Quantification of MRI visibility and artefacts at 3T of liquid fiducial marker in a pancreas tissue mimicking phantom

Introduction:

Image-guided radiotherapy (IGRT) of pancreatic ductal adenocarcinoma (PDAC) based on implanted fiducial markers and daily orthogonal kV X-ray imaging or cone-beam computed tomography (CBCT) has been shown to significantly reduce the setup error as compared to bony alignment1. In state-of-the-art IGRT solid gold markers are implanted into the pancreas using endoscopic ultrasonography (EUS), a procedure that is well established and generally well tolerated. However, solid gold markers not only deteriorate image quality in both CT and MRI, but additionally cause significant dose alterations in particle therapy, showing local dose perturbations up to 80% of the prescribed dose. Recently, a new biodegradable liquid marker has been developed, which forms a semisolid gel after injection into soft tissue. This marker may particularly benefit patients with PDAC who are scheduled for particle therapy, because it can be implanted using very thin (≤25 G) needles, its low Z-elemental (non-ferrous and non-magnetic) composition causes minimal proton dose perturbation in soft tissues, its size and visibility on X-ray images, CT and CBCT can be adjusted by controlling the injected volume and compound composition, and its soft-surface adhesiveness may decrease migration behaviour relative to solid markers. So far, the characteristics of the liquid marker on magnetic resonance imaging (MRI) have not been investigated.
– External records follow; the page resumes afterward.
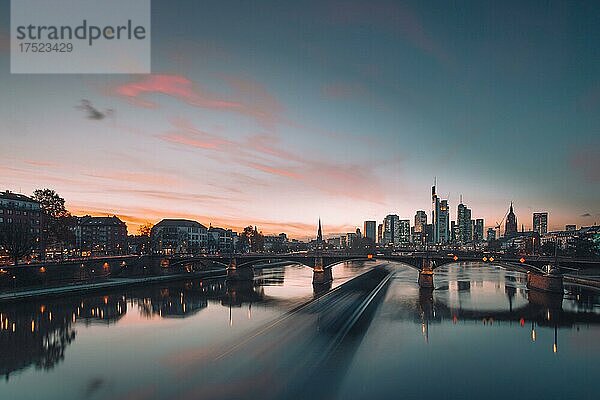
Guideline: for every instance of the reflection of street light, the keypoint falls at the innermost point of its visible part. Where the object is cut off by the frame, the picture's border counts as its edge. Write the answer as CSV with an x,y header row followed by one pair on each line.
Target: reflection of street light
x,y
555,345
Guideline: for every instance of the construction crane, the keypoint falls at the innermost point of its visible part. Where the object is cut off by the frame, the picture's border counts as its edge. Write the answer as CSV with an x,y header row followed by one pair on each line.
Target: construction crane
x,y
499,224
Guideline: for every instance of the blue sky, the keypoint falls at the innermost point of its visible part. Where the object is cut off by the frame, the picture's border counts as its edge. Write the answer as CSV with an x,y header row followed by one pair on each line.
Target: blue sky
x,y
276,113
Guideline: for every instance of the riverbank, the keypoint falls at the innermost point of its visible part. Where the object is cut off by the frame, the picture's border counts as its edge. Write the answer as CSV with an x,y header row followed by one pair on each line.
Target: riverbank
x,y
113,283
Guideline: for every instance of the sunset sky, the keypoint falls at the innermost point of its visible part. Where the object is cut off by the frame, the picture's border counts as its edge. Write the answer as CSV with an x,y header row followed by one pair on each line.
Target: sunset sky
x,y
276,113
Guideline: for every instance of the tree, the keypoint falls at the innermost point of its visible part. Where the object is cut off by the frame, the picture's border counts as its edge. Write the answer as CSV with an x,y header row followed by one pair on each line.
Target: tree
x,y
17,240
145,230
59,222
143,239
547,248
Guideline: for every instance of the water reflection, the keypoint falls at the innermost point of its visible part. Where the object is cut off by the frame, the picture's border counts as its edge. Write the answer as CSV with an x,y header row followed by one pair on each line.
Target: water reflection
x,y
43,334
37,333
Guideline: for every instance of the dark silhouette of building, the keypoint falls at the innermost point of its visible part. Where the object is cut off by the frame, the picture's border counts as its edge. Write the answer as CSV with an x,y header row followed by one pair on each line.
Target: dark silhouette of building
x,y
101,235
23,210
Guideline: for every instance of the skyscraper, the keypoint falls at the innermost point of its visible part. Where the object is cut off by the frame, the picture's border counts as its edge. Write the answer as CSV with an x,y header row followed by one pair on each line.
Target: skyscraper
x,y
478,232
371,230
463,221
510,228
443,223
320,233
391,230
420,221
540,222
435,211
404,231
440,218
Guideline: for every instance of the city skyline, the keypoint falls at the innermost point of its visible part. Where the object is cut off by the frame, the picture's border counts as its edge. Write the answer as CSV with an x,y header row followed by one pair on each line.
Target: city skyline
x,y
347,113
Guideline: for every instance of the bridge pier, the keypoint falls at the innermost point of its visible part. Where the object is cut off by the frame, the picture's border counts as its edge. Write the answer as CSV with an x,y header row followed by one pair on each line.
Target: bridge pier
x,y
318,264
239,274
549,282
426,274
322,277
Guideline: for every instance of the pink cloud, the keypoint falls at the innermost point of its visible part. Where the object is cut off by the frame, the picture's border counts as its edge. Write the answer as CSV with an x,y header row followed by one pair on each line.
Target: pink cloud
x,y
265,154
587,162
251,98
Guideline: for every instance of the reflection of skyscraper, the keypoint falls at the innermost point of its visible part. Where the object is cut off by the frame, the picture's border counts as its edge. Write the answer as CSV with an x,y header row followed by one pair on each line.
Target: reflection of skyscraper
x,y
370,230
510,228
540,223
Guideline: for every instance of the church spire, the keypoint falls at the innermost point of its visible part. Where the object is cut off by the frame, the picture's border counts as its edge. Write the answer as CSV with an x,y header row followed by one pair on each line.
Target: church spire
x,y
320,232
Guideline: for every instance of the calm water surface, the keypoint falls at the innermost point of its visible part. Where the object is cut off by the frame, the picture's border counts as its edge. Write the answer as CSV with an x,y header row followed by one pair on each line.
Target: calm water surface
x,y
479,333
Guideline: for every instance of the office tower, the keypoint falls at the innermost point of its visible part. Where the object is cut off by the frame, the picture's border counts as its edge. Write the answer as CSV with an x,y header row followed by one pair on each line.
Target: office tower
x,y
440,218
371,230
463,221
540,223
391,230
435,211
420,221
478,232
404,231
510,228
319,232
453,232
443,223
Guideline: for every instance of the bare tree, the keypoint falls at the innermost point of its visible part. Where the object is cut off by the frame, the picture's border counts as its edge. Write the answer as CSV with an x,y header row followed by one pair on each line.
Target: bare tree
x,y
17,240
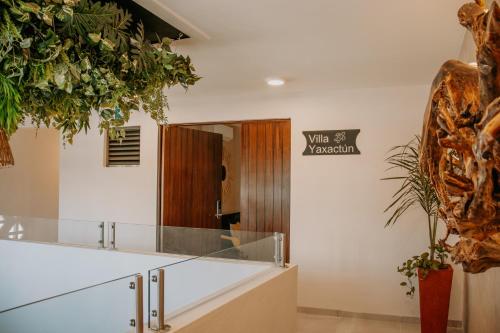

It is the aim of the present work to provide a quantitative, pulse sequence-independent assessment of the visibility and artefacts of the new liquid fiducial marker on MRI and compare them against those of two gold markers commonly applied in IGRT of PDAC.
Methods:
To quantify the propensity of the different markers to generate signal voids and signal shifts on MRI, a spherical gel phantom mimicking the relaxation properties of healthy pancreatic tissue at 3 Tesla was constructed. Different volumes (10 µL, 25 µL, 50 µL and 100 µL) of the liquid marker (BioXmark®, Nanovi Radiotherapy A/S) were casted into the gel as well as four Gold Anchor™ (Naslund Medical AB; 0.28 mm diameter, 10 mm and 20 mm length) and three VisiCoil™ (IBA Dosimetry; 0.35 mm diameter, 5 mm and 10 mm length) markers, implanted in different orientations. MR relaxometry was performed to quantify the size and magnitude of the decrease in the effective transversal relaxation time T2* and water proton density ρ(H) relative to pure water as a measure of potential visibility, and to quantify the size and magnitude of the increase in magnetic field inhomogeneity ΔB0 as a measure of potential signal artefacts. The phantom was scanned with a 3.0 T Philips Ingenuity TF PET/MR scanner using an 8-channel head coil.
Results:
The solid fiducial markers showed a direct linear relationship between the potentially visible size and artefact size. The liquid fiducial marker showed a tendency towards a potentially visible size at smaller artefacts. Liquid markers from 25-100 μL generated visible volumes comparable to the visible size of the solid markers. The visible magnitude was the largest for the liquid fiducial marker with volumes of 25μL – 100μL showing no correlation with the magnitude of artefact. The solid markers showed a strong non-linear correlation between magnitude of visibility and artefact. The gold-iron alloy marker induced the strongest artefacts.
Discussion:
The liquid fiducial marker causes signal voids on MRI due to its absence of water hydrogen atoms without strongly affecting the magnetic field in the surrounding tissue. The alteration of the static magnetic field was found to be the main effect leading to the visibility of the solid fiducial markers.
Conclusion:
BioXmark® has beneficial MRI properties regarding the trade-off between potential visibility and artefacts compared to the tested solid gold markers that are currently being used for IGRT of PDAC. Contrary to the solid markers, an increase in visibility of BioXmark® was not directly coupled to an increase in artefact. Due to the proton density effect, BioXmark® behaves comparably in all pulse sequences if acquired at similar resolution.